Before looking at Gleeson’s career progression, it’s worth mentioning that he happens to be following in the footsteps of his father, the illustrious Brendan Gleeson. Again, not necessarily someone you would consider a household name – yet recognisable to a huge range of audiences for his appearances in the Harry Potter franchise, to Gangs of New York, and his Golden Globe-nominated roles in The Guard and cult classic In Bruges. With such a long and acclaimed career in film, it’s hardly surprising that his son decided to follow suit. And lest we forget, they’ve actually been in a few films together. In fact, one of Domhnall Gleeson’s earliest film appearances was alongside his father in Harry Potter and the Deathly Hallows – Part 1 (2010).

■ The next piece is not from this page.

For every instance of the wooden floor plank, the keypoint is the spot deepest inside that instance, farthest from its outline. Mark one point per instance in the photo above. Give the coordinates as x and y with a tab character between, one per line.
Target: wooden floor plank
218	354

But setting aside his familial connections, it’s abundantly clear that Domhnall Gleeson has gotten to this point on his own merit alone. In fact, it wasn’t really until 2014 when Domhnall really hit his stride. Aside from blink-and-you’ll-miss-it parts in Never Let Me Go (2010), the Coen brothers’ True Grit (2010) and Dredd (2012), up until 2013’s well-liked About Time, Gleeson Jr. was still very much in a state of flux – he was appearing in the right films, he just wasn’t getting the right parts. He was always playing Bill Weasley (literally), when really you want to be playing Ron.
But that all changed in 2014 when he acted in a small film that received widespread critical approval. Co-starring Michael Fassbender, Frank tells the story of Jon (Gleeson), who is invited to play in an unpronounceable alternative band called The Soronprfbs. And that’s where the story starts to get bizarre. Fassbender leads up the cast as the titular Frank, who constantly wears a papier-mãché mask over his head. And that’s pretty much it. But despite its utter peculiarity, Frank was a hit on the festival circuit, becoming an instant cult favourite, and catapulting Gleeson to stardom – in certain circles, anyway.
But 2014 didn’t stop there – from Frank, Gleeson went on to appear as a deranged killer in Calvary (alongside his dad), Unbroken, and, most notably, Ex Machina. And here we start to see what sets him apart from the rest. Ex Machina saw him play an intelligent, but somewhat reserved, programmer, who wins a contest and is given the opportunity to discern if Oscar Isaac’s robot creation, Ava (Alicia Vikander), is a true example of artificial intelligence. The subtlety of this role wasn’t wasted on Gleeson – what the film doesn’t convey in dialogue, is skilfully portrayed by its cast to ensure every emotion is felt. However, while Gleeson’s performance is impressive, it’s here that we start to bear down on the root of his issues. Despite the many well-known films he’s been in since 2010, and the incredible performances he’s given, Gleeson has always been overshadowed. In Ex Machina, he was unfortunately outplayed by Oscar Isaac, with his creepy but ultimately seductive performance. In Frank, it was Michael Fassbender – but let’s face it, it’s hard to draw your gaze away from that blank papier-mãché face.
It’s hard to say why Gleeson’s performances are generally overlooked. Maybe it’s the fact that his characters are generally on the weaker side, falling into line behind whoever happens to be the star of the show. It’s probably unlikely that Gleeson will ever be an action hero – even as an expedition leader in The Revenant, he simply lacks the gusto for such roles. But that doesn’t mean he isn’t great at what he does: softer, kind-hearted characters, which are predominantly the roles we’ve seen of him so far.
However, this pigeon-holing might soon come to an end. With a second and (fingers crossed) considerably more substantial appearance as General Hux in Star Wars: The Last Jedi on the cards at the end of this year, his recent performance in Mother!, and upcoming horror drama The Little Stranger set for release in 2018, it looks like Gleeson is finally going to show us the other strings to his bow. He’s certainly not an A-lister yet – but he’s definitely getting there.